Content-Transfer-Encoding: 7bit
Cc: linux-ext4@vger.kernel.org
To: tytso@mit.edu, darrick.wong@oracle.com
Sender: linux-ext4-owner@vger.kernel.org

Hi all,

Since my last patch submission in May, I've been fuzzing both the
in-kernel ext4 driver, and e2fsck.  The main objective of this work
has been to determine if the kernel is capable of detecting invalid
mutations and returning -EIO without crashing; and whether or not
e2fsck can salvage the filesystem (or at least get it back to a
(self-defined) "clean" state) within a finite number of e2fsck runs.

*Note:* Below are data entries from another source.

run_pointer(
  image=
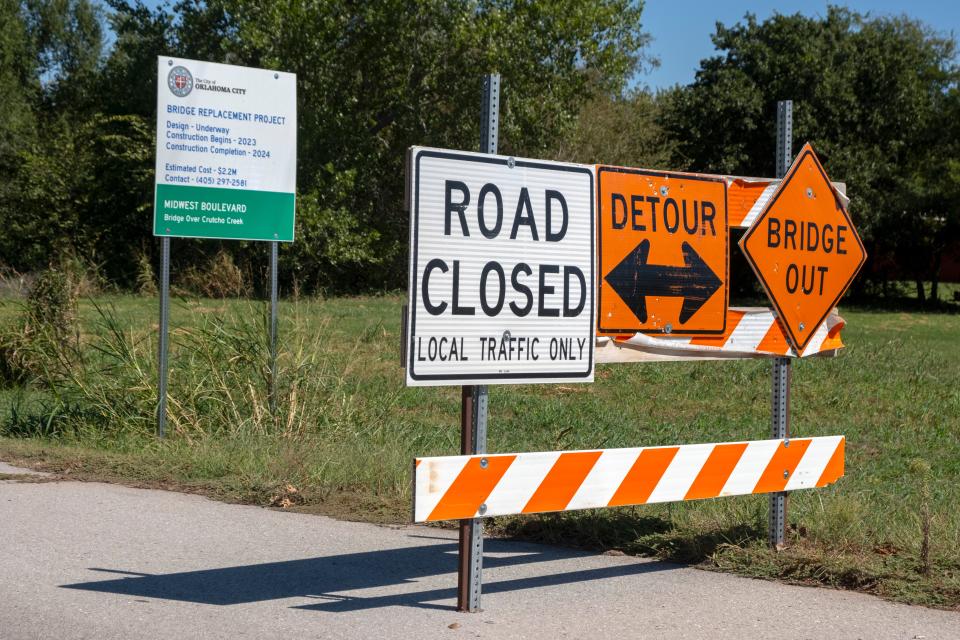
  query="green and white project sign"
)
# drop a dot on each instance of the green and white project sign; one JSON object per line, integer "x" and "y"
{"x": 226, "y": 151}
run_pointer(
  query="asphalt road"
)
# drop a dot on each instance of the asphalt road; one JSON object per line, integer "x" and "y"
{"x": 87, "y": 560}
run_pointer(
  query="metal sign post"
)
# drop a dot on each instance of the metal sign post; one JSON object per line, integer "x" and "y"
{"x": 473, "y": 407}
{"x": 226, "y": 160}
{"x": 781, "y": 370}
{"x": 273, "y": 327}
{"x": 164, "y": 330}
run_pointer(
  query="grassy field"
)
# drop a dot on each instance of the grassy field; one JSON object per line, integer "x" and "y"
{"x": 347, "y": 429}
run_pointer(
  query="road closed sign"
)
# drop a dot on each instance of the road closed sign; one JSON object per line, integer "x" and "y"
{"x": 226, "y": 151}
{"x": 663, "y": 252}
{"x": 804, "y": 249}
{"x": 501, "y": 270}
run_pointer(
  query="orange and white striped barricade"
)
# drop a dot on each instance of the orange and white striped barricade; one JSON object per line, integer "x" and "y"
{"x": 457, "y": 487}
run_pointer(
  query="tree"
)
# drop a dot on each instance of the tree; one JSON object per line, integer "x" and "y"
{"x": 866, "y": 92}
{"x": 376, "y": 78}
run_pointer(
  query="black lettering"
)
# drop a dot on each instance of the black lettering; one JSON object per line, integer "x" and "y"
{"x": 432, "y": 309}
{"x": 522, "y": 288}
{"x": 813, "y": 237}
{"x": 690, "y": 226}
{"x": 486, "y": 231}
{"x": 636, "y": 212}
{"x": 450, "y": 206}
{"x": 773, "y": 232}
{"x": 614, "y": 199}
{"x": 792, "y": 269}
{"x": 823, "y": 275}
{"x": 790, "y": 234}
{"x": 803, "y": 278}
{"x": 558, "y": 236}
{"x": 457, "y": 309}
{"x": 827, "y": 238}
{"x": 524, "y": 215}
{"x": 671, "y": 228}
{"x": 653, "y": 211}
{"x": 501, "y": 291}
{"x": 569, "y": 312}
{"x": 708, "y": 217}
{"x": 546, "y": 290}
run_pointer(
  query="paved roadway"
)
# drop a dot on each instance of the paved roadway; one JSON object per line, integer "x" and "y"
{"x": 89, "y": 560}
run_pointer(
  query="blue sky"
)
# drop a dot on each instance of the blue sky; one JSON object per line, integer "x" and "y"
{"x": 681, "y": 29}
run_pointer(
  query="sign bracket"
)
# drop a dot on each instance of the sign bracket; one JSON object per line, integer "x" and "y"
{"x": 473, "y": 410}
{"x": 781, "y": 367}
{"x": 162, "y": 347}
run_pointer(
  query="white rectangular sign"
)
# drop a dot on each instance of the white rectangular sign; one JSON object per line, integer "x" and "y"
{"x": 501, "y": 270}
{"x": 226, "y": 151}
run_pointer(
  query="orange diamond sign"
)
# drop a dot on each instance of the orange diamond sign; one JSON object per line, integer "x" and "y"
{"x": 804, "y": 248}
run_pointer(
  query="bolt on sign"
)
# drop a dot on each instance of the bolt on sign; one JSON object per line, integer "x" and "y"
{"x": 501, "y": 270}
{"x": 663, "y": 248}
{"x": 804, "y": 248}
{"x": 226, "y": 151}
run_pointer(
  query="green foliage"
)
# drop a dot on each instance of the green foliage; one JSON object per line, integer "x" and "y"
{"x": 346, "y": 430}
{"x": 598, "y": 133}
{"x": 373, "y": 79}
{"x": 869, "y": 93}
{"x": 43, "y": 343}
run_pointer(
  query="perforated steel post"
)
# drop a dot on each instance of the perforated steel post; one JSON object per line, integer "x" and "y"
{"x": 473, "y": 414}
{"x": 273, "y": 327}
{"x": 164, "y": 330}
{"x": 781, "y": 368}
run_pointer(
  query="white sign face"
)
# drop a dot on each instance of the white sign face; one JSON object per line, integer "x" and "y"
{"x": 226, "y": 151}
{"x": 501, "y": 270}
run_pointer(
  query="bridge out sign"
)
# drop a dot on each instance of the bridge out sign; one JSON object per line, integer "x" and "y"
{"x": 226, "y": 151}
{"x": 804, "y": 248}
{"x": 501, "y": 270}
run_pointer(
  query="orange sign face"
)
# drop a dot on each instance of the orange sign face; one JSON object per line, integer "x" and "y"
{"x": 663, "y": 248}
{"x": 804, "y": 248}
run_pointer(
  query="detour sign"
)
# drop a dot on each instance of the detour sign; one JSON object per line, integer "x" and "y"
{"x": 804, "y": 248}
{"x": 663, "y": 248}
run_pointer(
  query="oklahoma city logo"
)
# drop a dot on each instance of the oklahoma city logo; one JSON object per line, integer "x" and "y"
{"x": 180, "y": 81}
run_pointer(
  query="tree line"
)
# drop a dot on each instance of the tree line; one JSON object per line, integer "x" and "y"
{"x": 877, "y": 96}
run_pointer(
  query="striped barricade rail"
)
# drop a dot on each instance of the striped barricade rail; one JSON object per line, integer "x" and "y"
{"x": 457, "y": 487}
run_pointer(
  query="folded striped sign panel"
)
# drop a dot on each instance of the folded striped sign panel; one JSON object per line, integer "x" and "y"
{"x": 746, "y": 198}
{"x": 456, "y": 487}
{"x": 750, "y": 333}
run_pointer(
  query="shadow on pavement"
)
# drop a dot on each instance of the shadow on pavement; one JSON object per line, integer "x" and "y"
{"x": 326, "y": 577}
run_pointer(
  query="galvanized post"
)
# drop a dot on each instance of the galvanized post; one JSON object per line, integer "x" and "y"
{"x": 473, "y": 408}
{"x": 273, "y": 327}
{"x": 781, "y": 370}
{"x": 164, "y": 330}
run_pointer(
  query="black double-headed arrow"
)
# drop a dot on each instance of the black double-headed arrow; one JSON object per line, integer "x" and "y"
{"x": 633, "y": 280}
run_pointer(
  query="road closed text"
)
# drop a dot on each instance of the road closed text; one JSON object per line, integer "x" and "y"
{"x": 501, "y": 273}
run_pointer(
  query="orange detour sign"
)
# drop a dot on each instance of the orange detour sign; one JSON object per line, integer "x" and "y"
{"x": 663, "y": 248}
{"x": 804, "y": 248}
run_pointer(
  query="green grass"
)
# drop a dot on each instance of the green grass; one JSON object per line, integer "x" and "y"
{"x": 348, "y": 428}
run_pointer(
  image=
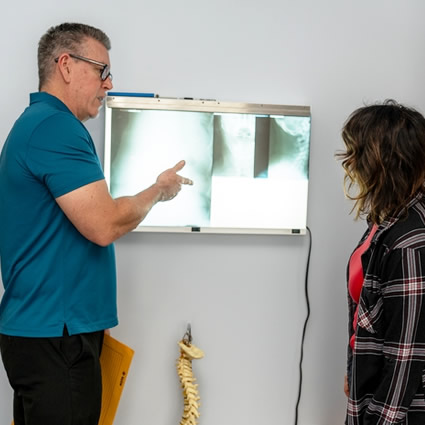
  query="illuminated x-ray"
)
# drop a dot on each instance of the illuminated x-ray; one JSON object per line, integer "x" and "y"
{"x": 249, "y": 171}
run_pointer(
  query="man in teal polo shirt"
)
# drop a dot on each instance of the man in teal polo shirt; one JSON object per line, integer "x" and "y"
{"x": 57, "y": 225}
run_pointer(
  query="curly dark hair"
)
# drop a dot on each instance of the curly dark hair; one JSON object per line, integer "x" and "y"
{"x": 67, "y": 37}
{"x": 384, "y": 158}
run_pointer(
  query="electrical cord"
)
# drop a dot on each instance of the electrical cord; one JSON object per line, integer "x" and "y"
{"x": 305, "y": 325}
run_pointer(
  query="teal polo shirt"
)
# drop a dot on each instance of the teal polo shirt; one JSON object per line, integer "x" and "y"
{"x": 52, "y": 275}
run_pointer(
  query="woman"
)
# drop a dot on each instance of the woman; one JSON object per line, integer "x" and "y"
{"x": 384, "y": 162}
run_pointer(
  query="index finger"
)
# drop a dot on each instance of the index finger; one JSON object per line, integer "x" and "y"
{"x": 179, "y": 165}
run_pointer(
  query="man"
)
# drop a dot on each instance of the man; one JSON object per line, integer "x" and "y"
{"x": 57, "y": 225}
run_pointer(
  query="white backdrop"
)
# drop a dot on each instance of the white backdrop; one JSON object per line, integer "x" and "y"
{"x": 243, "y": 295}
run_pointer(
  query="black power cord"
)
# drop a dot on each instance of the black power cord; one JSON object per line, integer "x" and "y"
{"x": 305, "y": 325}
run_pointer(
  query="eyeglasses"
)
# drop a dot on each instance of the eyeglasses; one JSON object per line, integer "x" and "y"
{"x": 104, "y": 72}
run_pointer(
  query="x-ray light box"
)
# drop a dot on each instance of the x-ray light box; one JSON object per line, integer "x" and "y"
{"x": 249, "y": 162}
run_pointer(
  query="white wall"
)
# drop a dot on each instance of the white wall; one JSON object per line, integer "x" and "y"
{"x": 243, "y": 295}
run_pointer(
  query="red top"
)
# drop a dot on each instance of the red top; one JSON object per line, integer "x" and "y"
{"x": 356, "y": 276}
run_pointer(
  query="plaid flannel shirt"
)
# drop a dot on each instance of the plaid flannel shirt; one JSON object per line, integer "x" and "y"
{"x": 386, "y": 369}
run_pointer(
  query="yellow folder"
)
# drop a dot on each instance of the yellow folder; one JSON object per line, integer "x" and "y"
{"x": 115, "y": 361}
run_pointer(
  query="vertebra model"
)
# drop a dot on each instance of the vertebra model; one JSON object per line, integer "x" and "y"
{"x": 188, "y": 352}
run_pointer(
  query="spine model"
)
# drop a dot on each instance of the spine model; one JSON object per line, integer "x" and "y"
{"x": 188, "y": 352}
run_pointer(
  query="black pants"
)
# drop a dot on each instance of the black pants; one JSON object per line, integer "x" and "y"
{"x": 56, "y": 381}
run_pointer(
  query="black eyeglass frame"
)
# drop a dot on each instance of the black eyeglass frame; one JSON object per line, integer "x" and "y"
{"x": 105, "y": 72}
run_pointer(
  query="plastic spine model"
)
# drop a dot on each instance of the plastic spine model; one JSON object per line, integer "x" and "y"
{"x": 188, "y": 352}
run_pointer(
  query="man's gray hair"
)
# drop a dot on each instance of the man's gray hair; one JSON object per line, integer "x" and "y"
{"x": 66, "y": 37}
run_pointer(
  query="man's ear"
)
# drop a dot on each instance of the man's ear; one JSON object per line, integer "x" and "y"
{"x": 65, "y": 67}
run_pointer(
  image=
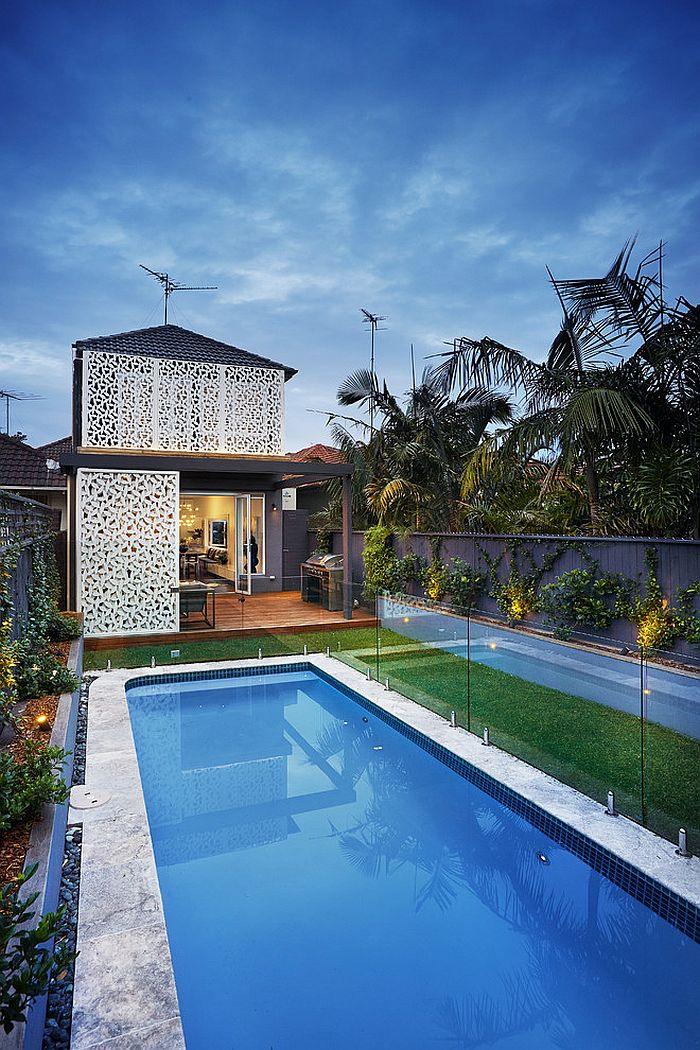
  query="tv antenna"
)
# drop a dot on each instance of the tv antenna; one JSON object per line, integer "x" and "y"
{"x": 171, "y": 286}
{"x": 12, "y": 396}
{"x": 374, "y": 321}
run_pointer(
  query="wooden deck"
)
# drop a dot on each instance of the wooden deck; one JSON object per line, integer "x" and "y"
{"x": 282, "y": 611}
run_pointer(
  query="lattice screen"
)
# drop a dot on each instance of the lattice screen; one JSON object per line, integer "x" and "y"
{"x": 128, "y": 551}
{"x": 145, "y": 402}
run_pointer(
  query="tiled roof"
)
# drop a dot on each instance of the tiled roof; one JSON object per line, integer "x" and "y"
{"x": 23, "y": 466}
{"x": 171, "y": 340}
{"x": 326, "y": 454}
{"x": 54, "y": 449}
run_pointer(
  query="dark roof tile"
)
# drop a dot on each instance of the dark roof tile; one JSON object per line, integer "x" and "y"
{"x": 171, "y": 340}
{"x": 326, "y": 454}
{"x": 22, "y": 466}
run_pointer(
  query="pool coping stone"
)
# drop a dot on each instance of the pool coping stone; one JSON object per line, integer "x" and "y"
{"x": 635, "y": 858}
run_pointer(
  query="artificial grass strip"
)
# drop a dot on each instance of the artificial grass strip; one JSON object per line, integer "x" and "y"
{"x": 586, "y": 744}
{"x": 245, "y": 647}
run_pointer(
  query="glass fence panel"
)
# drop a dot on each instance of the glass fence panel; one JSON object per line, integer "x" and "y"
{"x": 671, "y": 692}
{"x": 218, "y": 622}
{"x": 579, "y": 710}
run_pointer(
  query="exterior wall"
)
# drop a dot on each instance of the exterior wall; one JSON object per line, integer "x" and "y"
{"x": 132, "y": 401}
{"x": 127, "y": 551}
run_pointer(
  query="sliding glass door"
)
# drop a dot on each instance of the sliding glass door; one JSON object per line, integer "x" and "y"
{"x": 242, "y": 530}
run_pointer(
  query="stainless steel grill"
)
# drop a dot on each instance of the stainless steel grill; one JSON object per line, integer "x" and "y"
{"x": 322, "y": 581}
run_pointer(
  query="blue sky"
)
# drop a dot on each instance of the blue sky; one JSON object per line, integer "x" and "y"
{"x": 422, "y": 160}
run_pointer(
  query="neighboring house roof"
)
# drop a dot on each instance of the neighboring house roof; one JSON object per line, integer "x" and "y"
{"x": 173, "y": 341}
{"x": 326, "y": 454}
{"x": 54, "y": 449}
{"x": 22, "y": 466}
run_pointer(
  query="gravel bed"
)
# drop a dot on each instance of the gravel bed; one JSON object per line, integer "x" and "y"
{"x": 59, "y": 1010}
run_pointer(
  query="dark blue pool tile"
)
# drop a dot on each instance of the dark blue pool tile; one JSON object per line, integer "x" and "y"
{"x": 678, "y": 911}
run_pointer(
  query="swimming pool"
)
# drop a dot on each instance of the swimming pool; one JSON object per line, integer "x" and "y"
{"x": 326, "y": 882}
{"x": 671, "y": 697}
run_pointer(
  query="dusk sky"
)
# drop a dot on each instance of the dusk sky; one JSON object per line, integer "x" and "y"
{"x": 424, "y": 161}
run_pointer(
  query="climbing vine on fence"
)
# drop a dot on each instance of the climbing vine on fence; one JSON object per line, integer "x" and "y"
{"x": 578, "y": 600}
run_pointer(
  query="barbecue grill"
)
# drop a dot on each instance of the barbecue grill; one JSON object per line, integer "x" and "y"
{"x": 322, "y": 581}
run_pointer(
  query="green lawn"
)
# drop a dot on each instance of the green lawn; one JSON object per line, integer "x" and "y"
{"x": 586, "y": 744}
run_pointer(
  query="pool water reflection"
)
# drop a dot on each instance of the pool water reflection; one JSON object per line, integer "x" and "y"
{"x": 319, "y": 891}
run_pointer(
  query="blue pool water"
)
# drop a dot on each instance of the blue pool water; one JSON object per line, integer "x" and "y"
{"x": 670, "y": 697}
{"x": 329, "y": 884}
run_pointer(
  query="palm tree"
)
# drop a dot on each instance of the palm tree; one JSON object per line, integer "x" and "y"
{"x": 578, "y": 402}
{"x": 409, "y": 465}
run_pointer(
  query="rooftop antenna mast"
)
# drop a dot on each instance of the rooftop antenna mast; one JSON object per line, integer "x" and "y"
{"x": 171, "y": 286}
{"x": 374, "y": 321}
{"x": 11, "y": 396}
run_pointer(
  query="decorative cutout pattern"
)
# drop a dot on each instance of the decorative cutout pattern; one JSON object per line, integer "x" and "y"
{"x": 127, "y": 524}
{"x": 118, "y": 398}
{"x": 132, "y": 401}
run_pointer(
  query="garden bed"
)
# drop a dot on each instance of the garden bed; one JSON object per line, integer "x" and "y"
{"x": 41, "y": 841}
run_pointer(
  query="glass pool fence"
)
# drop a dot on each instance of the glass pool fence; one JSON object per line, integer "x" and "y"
{"x": 599, "y": 715}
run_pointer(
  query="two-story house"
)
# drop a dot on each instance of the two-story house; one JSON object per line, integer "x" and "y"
{"x": 177, "y": 447}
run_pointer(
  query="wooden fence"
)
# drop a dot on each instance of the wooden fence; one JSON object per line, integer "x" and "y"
{"x": 678, "y": 561}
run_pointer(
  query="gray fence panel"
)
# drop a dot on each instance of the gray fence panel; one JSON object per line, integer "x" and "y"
{"x": 678, "y": 562}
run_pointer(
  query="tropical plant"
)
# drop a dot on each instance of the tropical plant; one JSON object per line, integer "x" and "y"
{"x": 408, "y": 466}
{"x": 27, "y": 960}
{"x": 613, "y": 411}
{"x": 29, "y": 777}
{"x": 579, "y": 599}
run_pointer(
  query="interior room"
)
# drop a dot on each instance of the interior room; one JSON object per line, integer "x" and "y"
{"x": 221, "y": 538}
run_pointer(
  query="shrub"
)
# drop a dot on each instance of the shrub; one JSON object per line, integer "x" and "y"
{"x": 465, "y": 584}
{"x": 29, "y": 779}
{"x": 652, "y": 614}
{"x": 27, "y": 964}
{"x": 578, "y": 599}
{"x": 40, "y": 673}
{"x": 516, "y": 597}
{"x": 63, "y": 627}
{"x": 436, "y": 581}
{"x": 382, "y": 568}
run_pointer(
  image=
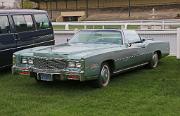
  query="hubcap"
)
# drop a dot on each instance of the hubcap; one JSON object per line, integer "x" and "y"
{"x": 105, "y": 75}
{"x": 155, "y": 60}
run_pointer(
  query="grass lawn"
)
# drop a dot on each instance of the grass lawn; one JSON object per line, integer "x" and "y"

I have a program "e2fuzz" (in patch 24) that formats and populates an
ext4 filesystem, randomly corrupts some number of metadata block
bytes, mounts the FS, tries to do some simple IO, unmounts, then
repeatedly runs fsck until either it says the FS is clean, we've run
too many times, or the output indicates that no progress is being
made.

The kernel, it turns out, seems to be able to handle problems with
grace.  Luckily, it at least has the privilege of simply shutting down
the filesystem.  e2fsck is not so fortunate -- upon detecting badness,
it has to decide a resolution and make it stick.  This exposed a
number of incorrect fixes, infinite loop opportunities, crashes, and
in a few cases, total filesystem destruction.  Lots of patches, though
I swear I'm _not_ paid by the patch. :)

The 24 patches following this mesage fix various problems in the more
mature parts of libext2fs and e2fsck.  Most (18) apply cleanly against
-maint, but a few of them also happen to touch things that only appear
in -next.  There are of course many more patches in the patch set, but
I'm breaking them up to avoid blasting people all at once.  The second
patchbomb will have about 35 fixes against the new features in the
-next branch.  I'll push it out in a few days, since I'm travelling
for OSCON.  The third patchbomb will be the same pile of "new"
features from May's patch series; there's about 20 or so of those.
They haven't changed since May.

The first patch is the e4defrag fix from a few days ago.  There are
three patches to debugfs that made it much easier to figure out what
was going on in the mutated filesystems.  Everything after that are
miscellaneous fixes that e2fuzz turned up.  There are two that I want
to call out specifically -- patch 10 solves the particular problem
that fsck needs to avoid touching corrupt metadata blocks if they're
cross-linked with critical FS metadata.  Patch 11 problem that hidden
allocations (think extra ETB/map blocks when extending a file) were
coming from the wrong block bitmap.  Patch 23 is unchanged from the
May patch set.

I've tested these e2fsprogs changes against the -next branch as of
7/13.  These days, I use several VMs, each with 32M-1G ramdisks to test
with; the test process is "misc/e2fuzz.sh -B <fuzz> -s <size>", where
fuzz is anything from 2 bytes to "0.1%" of metadata bytes.  In the
past month or so I've run about a million iterations of "-B 2" without
incident, and about 100,000 iterations of "-B 0.1%" without problems.
FS size was 256M and yes, some of the testing was done before the most
recent push to git.kernel.org.

Comments and questions are, as always, welcome.

--D